Logan Riggs comments on Improving SAE’s by Sqrt()-ing L1 & Removing Lowest Activating Features

Logan Riggs 15 Mar 2024 18:29 UTC
2 points
0
There actually is a problem with Pythia-70M-deduped on data that doesn’t start at the initial position. This is the non-deduped vs deduped over training (Note: they’re similar CE if you do evaluate on text that starts on the first position of the document).
We get similar performing SAE’s when training on non-deduped (ie the cos-sim & l2-ratio are similar, though of course the CE will be different if the baseline model is different).
However, I do think the SAE’s were trained on the Pile & I evaluated on OWT, which would lead to some CE-difference as well. Let me check.

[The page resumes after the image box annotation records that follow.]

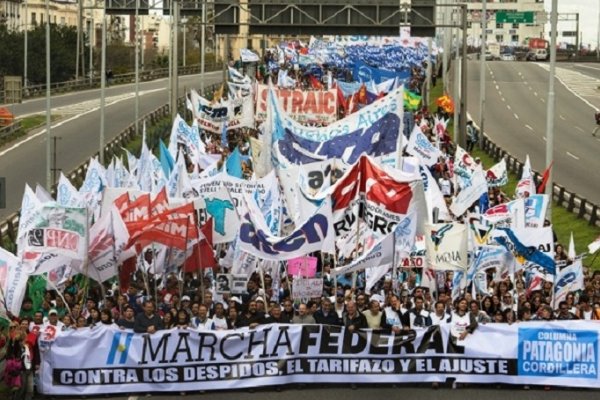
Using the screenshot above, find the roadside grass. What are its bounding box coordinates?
[0,114,61,148]
[430,81,600,270]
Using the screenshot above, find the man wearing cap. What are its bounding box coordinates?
[133,300,163,333]
[192,304,215,331]
[314,297,341,325]
[237,300,265,328]
[342,300,369,332]
[44,308,64,332]
[265,303,291,324]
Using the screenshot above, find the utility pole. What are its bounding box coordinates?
[546,0,558,221]
[479,0,488,144]
[135,0,140,135]
[100,12,106,165]
[455,4,467,148]
[46,0,52,192]
[200,1,206,96]
[23,0,29,89]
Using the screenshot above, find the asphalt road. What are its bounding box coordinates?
[467,61,600,204]
[49,384,598,400]
[0,71,222,220]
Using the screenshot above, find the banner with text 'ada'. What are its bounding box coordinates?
[39,321,600,396]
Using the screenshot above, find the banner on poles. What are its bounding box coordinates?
[39,321,600,396]
[292,278,323,299]
[288,256,317,278]
[256,85,337,125]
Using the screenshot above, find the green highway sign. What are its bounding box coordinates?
[496,11,533,24]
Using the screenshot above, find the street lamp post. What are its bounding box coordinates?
[479,0,488,141]
[46,0,52,192]
[23,0,29,89]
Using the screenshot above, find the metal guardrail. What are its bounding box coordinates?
[0,84,221,247]
[23,63,223,99]
[479,134,600,226]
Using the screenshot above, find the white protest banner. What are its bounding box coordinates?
[331,233,394,276]
[450,168,487,217]
[190,89,254,133]
[274,83,404,142]
[425,223,467,270]
[256,84,337,125]
[22,203,88,260]
[406,125,441,167]
[292,278,323,299]
[38,321,600,397]
[238,200,335,261]
[0,247,29,315]
[240,49,260,62]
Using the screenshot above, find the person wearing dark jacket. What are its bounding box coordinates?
[133,300,163,333]
[265,303,290,324]
[342,301,369,332]
[313,298,341,326]
[236,300,265,328]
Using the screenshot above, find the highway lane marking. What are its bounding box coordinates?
[537,63,600,111]
[19,71,223,110]
[573,64,600,71]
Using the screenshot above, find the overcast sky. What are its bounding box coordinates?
[545,0,600,48]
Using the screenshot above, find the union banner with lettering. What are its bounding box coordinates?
[256,85,337,125]
[39,321,600,396]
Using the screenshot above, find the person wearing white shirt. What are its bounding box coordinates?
[212,303,228,331]
[192,304,215,331]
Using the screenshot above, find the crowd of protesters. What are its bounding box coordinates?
[0,47,600,393]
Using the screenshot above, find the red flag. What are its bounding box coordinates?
[127,203,198,250]
[537,161,554,194]
[308,75,323,90]
[183,218,218,272]
[113,192,129,216]
[121,193,150,228]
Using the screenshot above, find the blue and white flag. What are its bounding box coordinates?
[554,258,585,307]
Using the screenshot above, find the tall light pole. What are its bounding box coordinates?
[46,0,52,192]
[546,0,558,220]
[200,1,206,96]
[479,0,488,143]
[171,0,180,120]
[135,0,140,135]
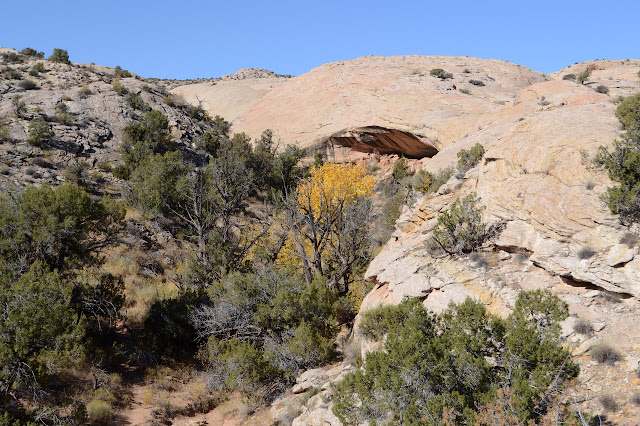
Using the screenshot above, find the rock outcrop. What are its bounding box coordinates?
[0,49,210,186]
[174,56,545,155]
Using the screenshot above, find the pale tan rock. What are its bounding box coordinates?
[171,77,288,123]
[607,244,635,266]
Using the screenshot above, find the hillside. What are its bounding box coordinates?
[0,49,640,425]
[175,57,640,424]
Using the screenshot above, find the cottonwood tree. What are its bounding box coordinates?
[284,163,374,293]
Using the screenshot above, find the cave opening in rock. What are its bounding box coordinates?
[328,126,438,159]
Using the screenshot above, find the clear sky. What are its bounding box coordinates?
[0,0,640,79]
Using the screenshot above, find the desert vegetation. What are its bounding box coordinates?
[333,290,578,424]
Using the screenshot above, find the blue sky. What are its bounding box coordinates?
[0,0,640,79]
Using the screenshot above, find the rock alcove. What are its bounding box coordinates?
[328,126,438,158]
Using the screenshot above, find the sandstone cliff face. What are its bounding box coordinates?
[171,69,289,123]
[0,49,209,186]
[219,57,640,422]
[175,56,545,156]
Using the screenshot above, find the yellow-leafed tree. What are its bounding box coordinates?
[281,163,375,293]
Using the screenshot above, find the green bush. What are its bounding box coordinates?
[31,62,46,75]
[49,49,71,64]
[120,110,173,179]
[56,101,73,126]
[0,121,13,143]
[115,65,133,78]
[430,193,489,254]
[78,83,93,99]
[20,79,38,90]
[11,95,27,117]
[2,52,23,64]
[333,290,578,424]
[192,268,340,393]
[112,78,129,95]
[429,68,453,80]
[126,151,187,216]
[20,47,44,59]
[0,262,86,398]
[458,143,484,173]
[27,118,55,148]
[429,167,455,192]
[2,67,22,80]
[589,343,622,365]
[124,92,151,112]
[411,169,433,192]
[0,184,125,271]
[87,399,111,424]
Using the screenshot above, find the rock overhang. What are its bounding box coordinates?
[327,126,438,158]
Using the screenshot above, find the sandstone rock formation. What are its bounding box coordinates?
[0,49,209,190]
[174,56,545,156]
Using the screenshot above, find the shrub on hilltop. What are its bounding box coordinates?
[49,49,71,64]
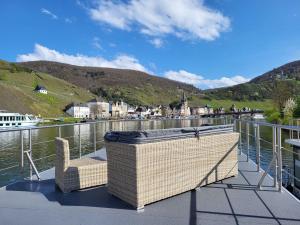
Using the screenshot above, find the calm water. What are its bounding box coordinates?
[0,118,292,187]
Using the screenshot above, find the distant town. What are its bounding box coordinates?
[61,92,258,120]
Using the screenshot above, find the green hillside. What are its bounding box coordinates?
[20,61,272,109]
[0,61,94,117]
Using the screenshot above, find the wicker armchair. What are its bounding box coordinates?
[55,138,107,193]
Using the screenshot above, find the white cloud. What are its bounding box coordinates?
[65,18,73,23]
[150,38,164,48]
[17,44,150,73]
[86,0,230,41]
[41,8,58,20]
[164,70,250,89]
[92,37,103,50]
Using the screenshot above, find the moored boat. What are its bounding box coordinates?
[0,111,40,129]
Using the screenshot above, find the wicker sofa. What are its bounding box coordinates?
[55,138,107,193]
[105,127,239,209]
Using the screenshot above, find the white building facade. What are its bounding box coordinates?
[66,104,90,118]
[87,97,110,119]
[109,101,128,118]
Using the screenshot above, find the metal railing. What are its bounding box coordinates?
[0,117,300,191]
[0,121,112,183]
[235,119,300,191]
[0,118,227,186]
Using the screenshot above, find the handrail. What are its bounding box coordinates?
[0,118,300,193]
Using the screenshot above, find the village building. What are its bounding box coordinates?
[66,103,90,118]
[191,105,214,116]
[127,106,138,119]
[176,92,191,116]
[34,85,48,95]
[109,101,128,118]
[136,106,151,119]
[87,97,110,119]
[150,105,162,117]
[161,105,173,117]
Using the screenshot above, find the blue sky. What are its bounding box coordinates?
[0,0,300,88]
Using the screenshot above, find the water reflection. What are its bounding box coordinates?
[0,118,292,186]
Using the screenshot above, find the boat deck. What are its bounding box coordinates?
[0,150,300,225]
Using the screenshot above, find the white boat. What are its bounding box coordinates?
[0,111,40,129]
[252,113,265,120]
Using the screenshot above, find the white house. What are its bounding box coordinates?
[87,97,110,119]
[34,85,48,95]
[66,103,90,118]
[192,105,214,115]
[109,101,128,118]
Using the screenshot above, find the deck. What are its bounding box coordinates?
[0,150,300,225]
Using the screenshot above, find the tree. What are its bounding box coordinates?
[272,81,295,112]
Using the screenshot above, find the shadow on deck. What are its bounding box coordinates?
[0,152,300,225]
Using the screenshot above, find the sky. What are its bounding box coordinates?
[0,0,300,89]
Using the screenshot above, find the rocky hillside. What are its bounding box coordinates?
[0,61,95,117]
[20,61,203,105]
[204,60,300,101]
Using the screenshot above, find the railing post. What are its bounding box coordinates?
[277,127,282,191]
[78,124,81,158]
[272,126,278,187]
[20,130,24,173]
[58,126,61,137]
[256,124,260,172]
[246,122,250,162]
[94,123,97,153]
[239,120,242,155]
[28,129,32,180]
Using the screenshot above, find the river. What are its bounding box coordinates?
[0,118,293,187]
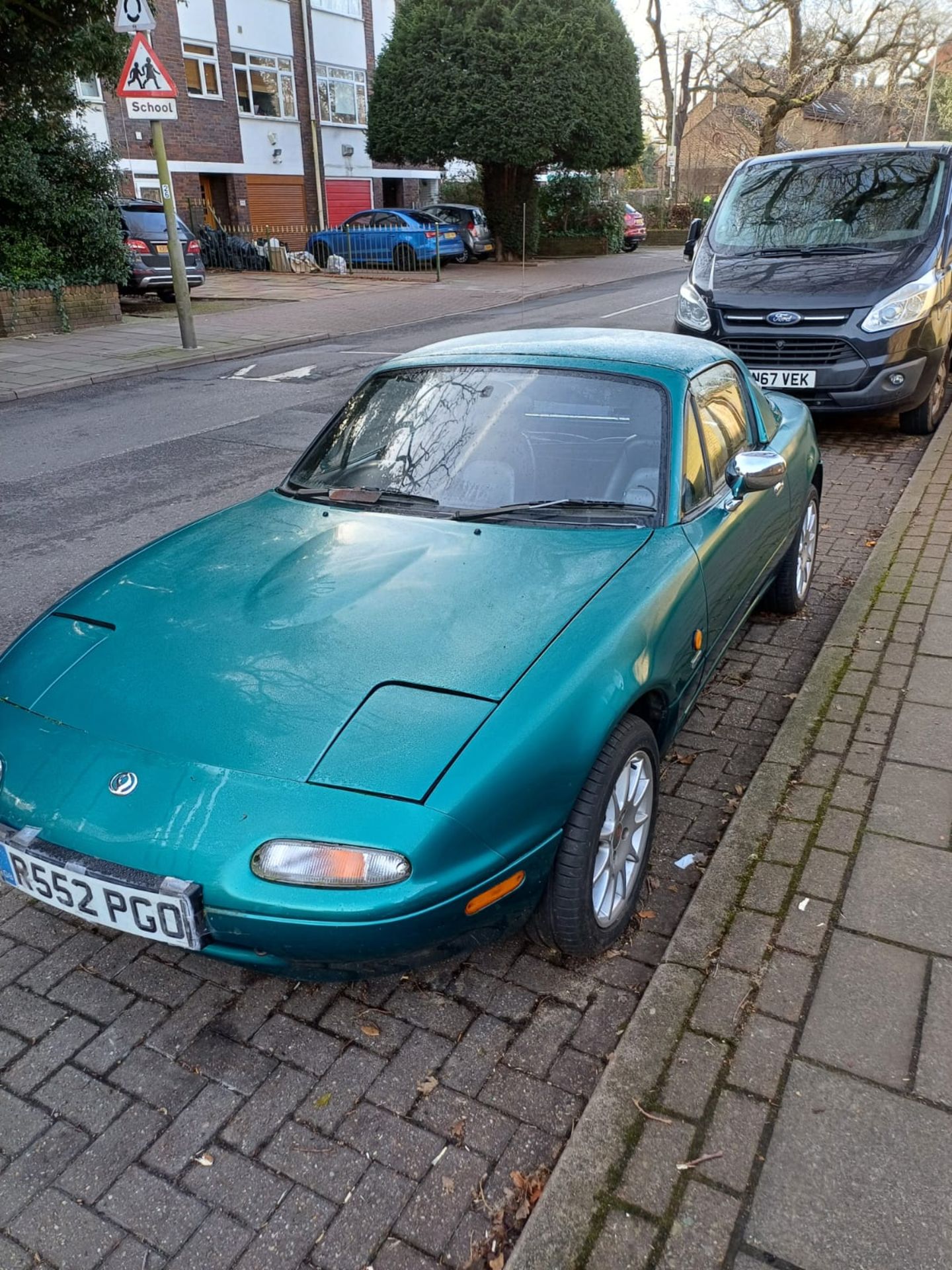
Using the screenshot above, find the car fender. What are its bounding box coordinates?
[426,526,707,860]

Edit: Also the seq length is 256.
- Logan Riggs 15 Mar 2024 18:41 UTC
  2 points
  0
  Parent
  Yep, there are similar results when evaluating on the Pile with lower CE (except at the low L0-end)
  Thanks for pointing this out! I’ll swap the graphs out w/ their Pile-evaluated ones when it runs [Updated: all images are updated except the one comparing the 4 different “lowest features” values]
  We could also train SAE’s on Pythia-70M (non-deduped), but that would take a couple days to run & re-evaluate.